The dark side, never far from the surface of Riccardo Tisci’s oeuvre, was given free rein in Givenchy’s equestrian-inspired fall collection. Today, presaged by a galloping soundtrack, he indulged in horsemanship’s kinkiest connotations. Silk and velvet jodhpurs and pleat-front pants were tucked into knee-high riding boots, while sweeping capes evoked ceremonial riding habits. Hunting jackets with cutaway backs were studded with gold insignia and heavy blinder-like earrings, suggested a deviant dressage.

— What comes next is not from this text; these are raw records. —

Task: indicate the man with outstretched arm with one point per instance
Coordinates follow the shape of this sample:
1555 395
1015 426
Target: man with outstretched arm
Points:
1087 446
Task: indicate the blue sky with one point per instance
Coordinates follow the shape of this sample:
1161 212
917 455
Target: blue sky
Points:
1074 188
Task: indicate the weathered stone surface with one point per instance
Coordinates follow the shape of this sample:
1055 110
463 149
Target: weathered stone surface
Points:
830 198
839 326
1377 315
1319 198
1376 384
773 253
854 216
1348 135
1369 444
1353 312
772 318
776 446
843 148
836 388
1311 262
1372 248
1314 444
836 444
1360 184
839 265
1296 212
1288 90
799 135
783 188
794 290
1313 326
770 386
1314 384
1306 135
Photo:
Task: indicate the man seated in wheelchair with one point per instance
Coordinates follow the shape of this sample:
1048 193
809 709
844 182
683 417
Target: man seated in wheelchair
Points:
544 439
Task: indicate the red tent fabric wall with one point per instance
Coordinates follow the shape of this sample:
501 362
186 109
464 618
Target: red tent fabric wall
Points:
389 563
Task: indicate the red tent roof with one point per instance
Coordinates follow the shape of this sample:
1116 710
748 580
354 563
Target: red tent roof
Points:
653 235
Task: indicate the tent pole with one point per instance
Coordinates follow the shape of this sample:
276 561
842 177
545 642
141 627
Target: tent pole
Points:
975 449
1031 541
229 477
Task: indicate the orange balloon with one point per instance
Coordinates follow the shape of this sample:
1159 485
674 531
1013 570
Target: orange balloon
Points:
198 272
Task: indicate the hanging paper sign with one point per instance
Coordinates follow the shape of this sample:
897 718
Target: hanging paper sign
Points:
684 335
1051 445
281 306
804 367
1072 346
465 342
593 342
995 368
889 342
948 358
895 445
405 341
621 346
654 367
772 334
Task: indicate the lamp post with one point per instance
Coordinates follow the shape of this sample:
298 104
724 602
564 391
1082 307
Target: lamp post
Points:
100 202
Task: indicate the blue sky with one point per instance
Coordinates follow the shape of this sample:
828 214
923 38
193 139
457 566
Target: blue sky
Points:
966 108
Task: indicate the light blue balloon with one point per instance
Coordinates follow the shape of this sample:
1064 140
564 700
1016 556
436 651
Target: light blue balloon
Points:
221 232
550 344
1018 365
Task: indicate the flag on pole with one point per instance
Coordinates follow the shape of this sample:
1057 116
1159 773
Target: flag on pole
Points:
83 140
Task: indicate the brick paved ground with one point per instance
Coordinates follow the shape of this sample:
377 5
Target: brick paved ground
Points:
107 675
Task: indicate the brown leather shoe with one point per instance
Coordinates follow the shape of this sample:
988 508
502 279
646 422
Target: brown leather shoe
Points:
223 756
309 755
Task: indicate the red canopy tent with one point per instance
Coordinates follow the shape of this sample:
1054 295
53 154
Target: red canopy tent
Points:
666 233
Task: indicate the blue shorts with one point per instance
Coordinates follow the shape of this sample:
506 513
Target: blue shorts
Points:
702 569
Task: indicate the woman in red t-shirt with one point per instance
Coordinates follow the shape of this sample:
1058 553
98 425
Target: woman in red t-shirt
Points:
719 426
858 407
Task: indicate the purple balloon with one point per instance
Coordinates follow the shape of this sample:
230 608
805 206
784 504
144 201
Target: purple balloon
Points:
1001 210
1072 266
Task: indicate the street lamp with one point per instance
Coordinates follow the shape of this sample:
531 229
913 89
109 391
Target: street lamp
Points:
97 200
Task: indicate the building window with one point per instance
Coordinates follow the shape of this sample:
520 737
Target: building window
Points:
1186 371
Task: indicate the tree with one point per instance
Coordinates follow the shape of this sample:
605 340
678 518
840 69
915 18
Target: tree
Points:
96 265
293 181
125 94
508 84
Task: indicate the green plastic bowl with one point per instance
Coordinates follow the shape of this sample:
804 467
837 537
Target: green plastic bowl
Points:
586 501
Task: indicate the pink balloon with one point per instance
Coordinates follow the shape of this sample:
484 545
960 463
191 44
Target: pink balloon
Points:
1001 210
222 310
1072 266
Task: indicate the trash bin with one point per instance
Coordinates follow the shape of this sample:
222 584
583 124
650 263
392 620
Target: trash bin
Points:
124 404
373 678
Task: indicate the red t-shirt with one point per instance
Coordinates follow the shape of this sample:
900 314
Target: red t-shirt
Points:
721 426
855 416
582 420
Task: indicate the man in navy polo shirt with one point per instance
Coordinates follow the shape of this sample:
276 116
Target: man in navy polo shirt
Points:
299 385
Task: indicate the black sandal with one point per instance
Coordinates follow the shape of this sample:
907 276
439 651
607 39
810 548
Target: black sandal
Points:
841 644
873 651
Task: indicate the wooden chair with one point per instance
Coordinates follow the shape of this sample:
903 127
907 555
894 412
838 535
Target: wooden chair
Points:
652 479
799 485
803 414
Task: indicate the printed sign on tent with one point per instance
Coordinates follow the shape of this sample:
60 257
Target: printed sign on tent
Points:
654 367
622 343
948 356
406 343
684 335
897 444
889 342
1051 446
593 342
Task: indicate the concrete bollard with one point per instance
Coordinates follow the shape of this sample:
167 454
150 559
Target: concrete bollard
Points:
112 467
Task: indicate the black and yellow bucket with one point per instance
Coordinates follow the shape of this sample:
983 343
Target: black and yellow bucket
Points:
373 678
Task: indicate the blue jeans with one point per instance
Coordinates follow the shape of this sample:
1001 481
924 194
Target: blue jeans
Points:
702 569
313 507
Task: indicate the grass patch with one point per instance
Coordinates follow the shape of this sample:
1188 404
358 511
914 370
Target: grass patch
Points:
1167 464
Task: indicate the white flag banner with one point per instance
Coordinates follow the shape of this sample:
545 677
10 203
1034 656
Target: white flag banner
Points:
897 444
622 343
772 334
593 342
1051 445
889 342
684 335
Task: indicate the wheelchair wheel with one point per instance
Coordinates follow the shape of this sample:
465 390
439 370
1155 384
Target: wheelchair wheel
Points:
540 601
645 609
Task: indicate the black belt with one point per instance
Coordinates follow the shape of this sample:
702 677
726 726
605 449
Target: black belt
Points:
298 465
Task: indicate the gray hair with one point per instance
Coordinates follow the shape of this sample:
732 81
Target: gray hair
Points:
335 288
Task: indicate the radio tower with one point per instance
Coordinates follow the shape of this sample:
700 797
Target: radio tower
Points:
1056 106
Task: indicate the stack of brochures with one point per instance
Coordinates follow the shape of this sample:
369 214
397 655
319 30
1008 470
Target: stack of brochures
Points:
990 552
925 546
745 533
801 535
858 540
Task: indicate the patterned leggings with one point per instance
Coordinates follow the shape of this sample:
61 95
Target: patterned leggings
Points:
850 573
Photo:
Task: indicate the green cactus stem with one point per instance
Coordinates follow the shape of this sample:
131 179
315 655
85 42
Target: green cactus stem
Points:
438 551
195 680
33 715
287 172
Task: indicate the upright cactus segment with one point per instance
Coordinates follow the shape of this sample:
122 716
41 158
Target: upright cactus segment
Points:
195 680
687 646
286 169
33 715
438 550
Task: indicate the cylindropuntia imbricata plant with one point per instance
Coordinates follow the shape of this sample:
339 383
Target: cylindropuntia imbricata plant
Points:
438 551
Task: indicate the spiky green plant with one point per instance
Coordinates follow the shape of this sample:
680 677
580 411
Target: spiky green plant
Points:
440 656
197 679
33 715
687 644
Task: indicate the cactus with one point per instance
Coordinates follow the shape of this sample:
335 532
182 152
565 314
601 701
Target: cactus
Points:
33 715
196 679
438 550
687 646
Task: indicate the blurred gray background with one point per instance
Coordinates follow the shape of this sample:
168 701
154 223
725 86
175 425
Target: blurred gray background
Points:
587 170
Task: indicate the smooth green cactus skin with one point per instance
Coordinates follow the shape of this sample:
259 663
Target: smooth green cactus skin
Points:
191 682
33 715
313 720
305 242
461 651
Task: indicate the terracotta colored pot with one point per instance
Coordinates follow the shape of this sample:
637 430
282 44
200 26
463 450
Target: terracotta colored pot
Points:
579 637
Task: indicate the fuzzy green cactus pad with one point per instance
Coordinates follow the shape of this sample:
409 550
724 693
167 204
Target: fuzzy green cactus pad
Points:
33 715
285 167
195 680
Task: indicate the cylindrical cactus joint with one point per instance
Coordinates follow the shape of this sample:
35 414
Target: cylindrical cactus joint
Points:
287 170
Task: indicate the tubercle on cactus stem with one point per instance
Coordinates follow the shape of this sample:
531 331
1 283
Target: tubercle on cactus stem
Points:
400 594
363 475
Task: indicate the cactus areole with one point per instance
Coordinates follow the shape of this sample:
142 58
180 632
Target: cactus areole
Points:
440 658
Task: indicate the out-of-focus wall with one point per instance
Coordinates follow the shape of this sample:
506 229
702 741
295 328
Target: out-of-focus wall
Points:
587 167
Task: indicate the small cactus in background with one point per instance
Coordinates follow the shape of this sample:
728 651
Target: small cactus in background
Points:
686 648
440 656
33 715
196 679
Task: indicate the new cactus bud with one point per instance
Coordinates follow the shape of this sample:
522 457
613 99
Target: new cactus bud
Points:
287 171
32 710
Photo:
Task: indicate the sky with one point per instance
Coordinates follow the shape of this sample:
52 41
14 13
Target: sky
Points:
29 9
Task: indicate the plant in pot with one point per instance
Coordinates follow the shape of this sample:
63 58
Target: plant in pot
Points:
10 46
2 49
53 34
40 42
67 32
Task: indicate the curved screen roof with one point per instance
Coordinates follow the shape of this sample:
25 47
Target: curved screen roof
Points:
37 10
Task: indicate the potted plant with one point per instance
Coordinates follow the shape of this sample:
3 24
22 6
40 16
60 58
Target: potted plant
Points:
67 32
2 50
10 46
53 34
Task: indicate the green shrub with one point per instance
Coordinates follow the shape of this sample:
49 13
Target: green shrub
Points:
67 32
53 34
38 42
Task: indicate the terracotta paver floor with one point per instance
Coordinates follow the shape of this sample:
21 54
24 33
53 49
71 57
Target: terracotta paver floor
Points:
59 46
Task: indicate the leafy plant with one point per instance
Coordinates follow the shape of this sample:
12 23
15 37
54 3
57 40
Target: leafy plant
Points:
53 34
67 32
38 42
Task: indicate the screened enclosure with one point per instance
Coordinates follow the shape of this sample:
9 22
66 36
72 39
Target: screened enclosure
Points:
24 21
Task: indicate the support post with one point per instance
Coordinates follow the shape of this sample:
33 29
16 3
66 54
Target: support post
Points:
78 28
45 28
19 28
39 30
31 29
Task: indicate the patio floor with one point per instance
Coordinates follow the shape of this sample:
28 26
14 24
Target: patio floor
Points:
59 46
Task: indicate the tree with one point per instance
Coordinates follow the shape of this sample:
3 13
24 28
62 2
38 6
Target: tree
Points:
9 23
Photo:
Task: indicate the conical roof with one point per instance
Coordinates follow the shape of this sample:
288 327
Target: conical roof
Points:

Oozing sadomasochistic sexuality, here were skintight dresses in paneled leather—the defining fabric—with chin-high necklines and rigid, armorial peplums. Elsewhere, leather was quilted and transposed into raglan-sleeved coats and pants that were impossibly chic and relatively wearable. Always besotted with powerful women, Tisci clearly wanted his models to portray an occult strength.
A moment of softness was promised then instantly undermined in the silk, laced-edge lingerie-like slips, which were belted and paired with thick chokers and long leather gloves so tight they could have been latex. Knife-pleat midi skirts were rendered in cowhide while voluminous pussycat bow blouses were transformed with sheer red and black chiffon with sinuous ties.
With a strangely seventies eroticism, pieces were heavily fetishized—no surprise that Tisci cited Guy Bourdin as an influence. Perhaps these women were once well-to-do housewives bitten by a vampire or otherwise depraved; Pat McGrath’s gothic make-up certainly suggested this. Not his most subtle showing, perhaps, but one that will set the fashion agenda.